Last updated

API Use Best Practices

These are some general pieces of advice we have collected over the years. Please stick to them. Our lives will be a lot easier!

  • Do not attempt to mirror or scrape our data wholesale. Please work with us if you have specific requirements.
  • Take care to remove PII from URLs or submit these scans as Unlisted, e.g., when there is an email address in the URL.
  • Certain JSON properties in API responses might occasionally be missing. Make sure you handle this gracefully.
  • Use your API key for all API requests (submit, search, retrieve), otherwise you're subject to quotas for unauthenticated users.
  • Use the API-Key HTTP header and not any other header name (e.g., x-api-key).
  • Any API endpoint not documented on this page is not guaranteed to be stable or even be available in the future.
  • Make sure to follow HTTP redirects (HTTP 301 and HTTP 302) sent by urlscan.io.
  • Use exponential backoffs and limit concurrency for all types of requests. Respect HTTP 429 response codes!
  • Use a work queue with backoffs and retries for API actions such as scans, results, and DOM or response downloads.
  • Consider using out-of-band mechanisms to determine whether the URL you want to submit will actually deliver content.
  • Consider first searching for a domain or URL before submitting it to be scanned again.
  • Search: Limit your searches by date if possible, e.g., query just the last 24 hours or seven days.
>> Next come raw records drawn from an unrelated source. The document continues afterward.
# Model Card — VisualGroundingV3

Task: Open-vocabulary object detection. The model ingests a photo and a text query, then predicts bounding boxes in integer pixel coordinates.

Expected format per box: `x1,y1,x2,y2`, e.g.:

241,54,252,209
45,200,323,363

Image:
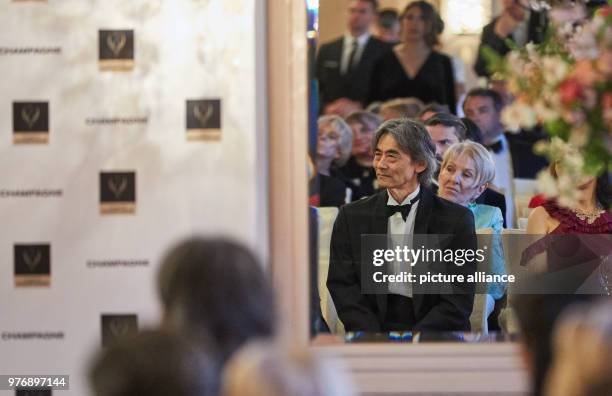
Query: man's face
426,124,461,164
348,0,376,35
349,121,375,156
373,134,425,190
464,96,502,140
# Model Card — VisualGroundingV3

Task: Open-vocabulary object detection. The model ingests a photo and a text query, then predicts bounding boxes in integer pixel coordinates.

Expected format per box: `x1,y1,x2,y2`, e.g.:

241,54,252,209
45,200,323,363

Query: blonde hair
440,141,496,188
544,301,612,396
317,115,353,167
222,342,356,396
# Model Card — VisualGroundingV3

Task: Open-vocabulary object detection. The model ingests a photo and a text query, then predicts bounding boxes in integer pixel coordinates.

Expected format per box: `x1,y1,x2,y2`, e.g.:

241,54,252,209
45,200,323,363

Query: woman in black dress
368,1,456,113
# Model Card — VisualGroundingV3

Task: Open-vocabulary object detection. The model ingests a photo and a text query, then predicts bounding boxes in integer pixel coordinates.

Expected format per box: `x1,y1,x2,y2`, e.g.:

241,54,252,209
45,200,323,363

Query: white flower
568,125,589,148
507,51,526,76
502,102,537,131
525,42,539,60
537,170,559,198
533,100,560,123
541,56,568,85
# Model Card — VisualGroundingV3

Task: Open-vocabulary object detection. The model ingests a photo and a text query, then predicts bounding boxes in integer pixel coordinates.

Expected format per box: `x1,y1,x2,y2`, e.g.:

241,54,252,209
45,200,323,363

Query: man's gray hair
372,118,437,187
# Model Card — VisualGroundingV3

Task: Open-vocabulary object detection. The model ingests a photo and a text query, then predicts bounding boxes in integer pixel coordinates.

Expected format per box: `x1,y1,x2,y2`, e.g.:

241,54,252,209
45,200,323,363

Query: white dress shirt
341,32,370,75
387,186,420,298
488,134,515,228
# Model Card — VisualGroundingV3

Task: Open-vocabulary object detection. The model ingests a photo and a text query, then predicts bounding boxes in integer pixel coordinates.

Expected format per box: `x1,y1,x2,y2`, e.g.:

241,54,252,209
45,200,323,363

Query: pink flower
558,78,583,105
603,93,612,126
571,60,601,86
550,5,586,25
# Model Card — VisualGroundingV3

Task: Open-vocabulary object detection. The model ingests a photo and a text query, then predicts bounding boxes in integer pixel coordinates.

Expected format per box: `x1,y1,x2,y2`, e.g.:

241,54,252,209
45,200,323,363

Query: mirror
309,0,518,341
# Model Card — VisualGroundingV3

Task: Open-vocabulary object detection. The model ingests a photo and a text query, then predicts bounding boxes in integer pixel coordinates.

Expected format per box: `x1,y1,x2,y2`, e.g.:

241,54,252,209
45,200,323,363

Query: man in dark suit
464,88,549,227
474,0,547,78
425,112,508,226
315,0,391,115
327,119,476,332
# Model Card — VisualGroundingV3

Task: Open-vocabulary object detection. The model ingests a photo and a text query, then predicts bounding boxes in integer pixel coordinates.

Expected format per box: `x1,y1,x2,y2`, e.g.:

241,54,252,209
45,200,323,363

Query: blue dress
468,203,506,300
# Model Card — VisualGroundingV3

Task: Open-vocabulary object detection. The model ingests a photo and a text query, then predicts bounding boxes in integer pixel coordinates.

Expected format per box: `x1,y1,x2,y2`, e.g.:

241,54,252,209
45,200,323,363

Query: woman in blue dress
437,141,506,331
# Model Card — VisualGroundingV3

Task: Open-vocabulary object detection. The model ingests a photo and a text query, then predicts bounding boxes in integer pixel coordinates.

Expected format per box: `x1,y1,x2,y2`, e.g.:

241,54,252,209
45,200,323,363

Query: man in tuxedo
315,0,391,116
474,0,547,78
327,119,476,332
425,112,508,227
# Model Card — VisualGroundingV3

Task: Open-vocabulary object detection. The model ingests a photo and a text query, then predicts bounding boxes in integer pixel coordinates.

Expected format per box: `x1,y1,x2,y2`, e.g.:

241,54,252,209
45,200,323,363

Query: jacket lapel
414,186,433,234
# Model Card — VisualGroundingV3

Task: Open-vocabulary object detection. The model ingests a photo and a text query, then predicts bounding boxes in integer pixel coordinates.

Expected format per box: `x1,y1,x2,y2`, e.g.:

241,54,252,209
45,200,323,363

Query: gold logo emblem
193,103,214,127
108,176,128,199
106,32,127,57
22,249,42,272
109,318,130,336
21,104,40,129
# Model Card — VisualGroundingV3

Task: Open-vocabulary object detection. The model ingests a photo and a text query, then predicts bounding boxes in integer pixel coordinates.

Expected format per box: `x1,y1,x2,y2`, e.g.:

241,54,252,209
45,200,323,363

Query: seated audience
419,102,450,122
425,112,508,226
374,8,400,44
340,111,383,200
222,342,356,396
369,1,456,113
157,237,275,363
310,115,353,207
89,330,219,396
379,97,424,121
437,141,506,328
544,300,612,396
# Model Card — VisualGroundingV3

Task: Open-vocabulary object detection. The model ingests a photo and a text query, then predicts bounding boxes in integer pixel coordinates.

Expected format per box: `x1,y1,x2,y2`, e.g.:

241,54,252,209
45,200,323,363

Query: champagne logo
22,249,42,272
108,176,128,199
193,103,214,127
21,104,40,129
106,31,127,56
109,318,130,336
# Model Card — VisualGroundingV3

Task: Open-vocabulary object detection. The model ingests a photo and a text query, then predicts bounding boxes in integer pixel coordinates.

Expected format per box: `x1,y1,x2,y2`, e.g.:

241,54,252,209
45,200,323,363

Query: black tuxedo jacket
315,36,391,111
327,187,476,332
505,130,549,179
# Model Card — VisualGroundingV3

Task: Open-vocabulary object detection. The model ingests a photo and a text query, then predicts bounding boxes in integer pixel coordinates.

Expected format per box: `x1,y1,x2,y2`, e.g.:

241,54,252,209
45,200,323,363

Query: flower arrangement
485,2,611,207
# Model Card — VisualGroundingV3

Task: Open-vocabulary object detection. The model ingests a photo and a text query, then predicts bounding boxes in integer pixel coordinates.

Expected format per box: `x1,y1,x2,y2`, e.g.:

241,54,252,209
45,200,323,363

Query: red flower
558,78,583,105
603,92,612,110
597,6,612,18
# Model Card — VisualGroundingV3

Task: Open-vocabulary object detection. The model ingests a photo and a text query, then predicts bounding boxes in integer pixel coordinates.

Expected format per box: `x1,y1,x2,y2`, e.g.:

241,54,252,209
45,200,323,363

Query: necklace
572,206,605,224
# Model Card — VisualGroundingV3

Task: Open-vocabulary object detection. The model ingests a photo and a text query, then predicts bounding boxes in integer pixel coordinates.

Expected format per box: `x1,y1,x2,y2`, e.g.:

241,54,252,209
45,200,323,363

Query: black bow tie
486,140,503,154
386,196,420,221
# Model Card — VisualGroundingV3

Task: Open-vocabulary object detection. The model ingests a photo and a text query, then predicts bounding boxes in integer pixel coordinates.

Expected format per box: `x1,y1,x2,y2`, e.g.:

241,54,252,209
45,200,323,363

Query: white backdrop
0,0,267,394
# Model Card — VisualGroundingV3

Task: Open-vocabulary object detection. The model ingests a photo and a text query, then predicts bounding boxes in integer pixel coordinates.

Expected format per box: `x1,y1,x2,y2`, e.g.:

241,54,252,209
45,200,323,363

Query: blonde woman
437,141,506,327
310,115,353,207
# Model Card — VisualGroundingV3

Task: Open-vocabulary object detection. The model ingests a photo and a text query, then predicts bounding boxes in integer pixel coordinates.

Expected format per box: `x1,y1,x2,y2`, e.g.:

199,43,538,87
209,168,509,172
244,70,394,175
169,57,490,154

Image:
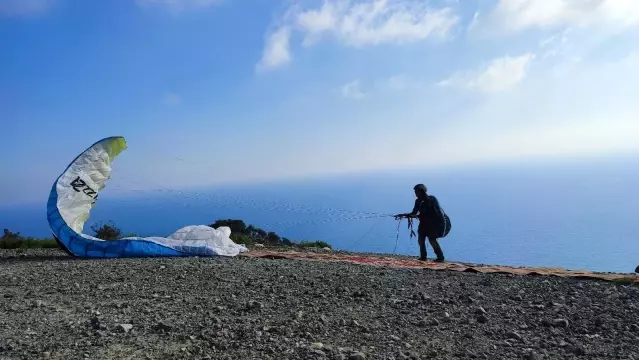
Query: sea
1,154,638,274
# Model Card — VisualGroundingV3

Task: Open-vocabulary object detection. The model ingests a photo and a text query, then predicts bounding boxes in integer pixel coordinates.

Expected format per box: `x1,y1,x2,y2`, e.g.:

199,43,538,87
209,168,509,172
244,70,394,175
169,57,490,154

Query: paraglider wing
46,136,248,258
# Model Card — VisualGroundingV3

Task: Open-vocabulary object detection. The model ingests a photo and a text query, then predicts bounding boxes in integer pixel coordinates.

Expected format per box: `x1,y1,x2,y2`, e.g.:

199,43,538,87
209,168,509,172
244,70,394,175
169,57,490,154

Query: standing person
395,184,449,262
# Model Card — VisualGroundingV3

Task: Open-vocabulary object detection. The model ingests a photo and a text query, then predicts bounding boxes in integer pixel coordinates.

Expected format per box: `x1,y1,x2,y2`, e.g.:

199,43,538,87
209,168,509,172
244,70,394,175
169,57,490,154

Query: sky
2,0,639,205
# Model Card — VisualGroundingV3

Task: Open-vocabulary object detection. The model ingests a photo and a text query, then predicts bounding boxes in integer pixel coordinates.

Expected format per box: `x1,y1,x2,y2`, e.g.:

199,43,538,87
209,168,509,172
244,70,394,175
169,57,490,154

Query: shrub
230,233,257,246
0,228,59,249
91,221,121,240
210,219,248,234
299,240,332,249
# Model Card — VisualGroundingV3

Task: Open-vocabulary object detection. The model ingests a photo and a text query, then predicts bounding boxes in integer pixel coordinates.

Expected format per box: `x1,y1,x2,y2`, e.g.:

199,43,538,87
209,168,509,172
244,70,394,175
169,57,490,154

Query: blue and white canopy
46,136,248,258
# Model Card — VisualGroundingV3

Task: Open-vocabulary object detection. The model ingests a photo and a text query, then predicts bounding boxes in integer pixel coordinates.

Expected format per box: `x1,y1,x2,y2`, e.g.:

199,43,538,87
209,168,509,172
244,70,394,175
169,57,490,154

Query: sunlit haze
2,0,639,205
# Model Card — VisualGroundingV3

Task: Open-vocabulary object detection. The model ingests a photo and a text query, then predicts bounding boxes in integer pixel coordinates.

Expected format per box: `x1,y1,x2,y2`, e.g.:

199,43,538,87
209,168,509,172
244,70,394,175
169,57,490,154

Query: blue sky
2,0,639,205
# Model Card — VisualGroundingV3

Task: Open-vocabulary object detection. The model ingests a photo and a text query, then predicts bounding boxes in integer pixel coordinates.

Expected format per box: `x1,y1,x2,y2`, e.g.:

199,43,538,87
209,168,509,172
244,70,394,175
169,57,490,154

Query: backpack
421,196,452,238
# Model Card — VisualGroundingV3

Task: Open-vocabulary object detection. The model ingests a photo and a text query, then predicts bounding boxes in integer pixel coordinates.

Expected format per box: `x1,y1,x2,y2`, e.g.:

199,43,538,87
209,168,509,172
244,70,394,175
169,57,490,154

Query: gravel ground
1,249,638,360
When developing an integration with urlscan, make sure to also follow these best practices:

  • Integrations: Use a custom HTTP user-agent string for your library/integration. Include a software version if applicable.
  • Integrations: Expose HTTP status codes and error messages to your users.
  • Integrations: Expect properties to be added to any JSON response object at any point in time. Handle this gracefully.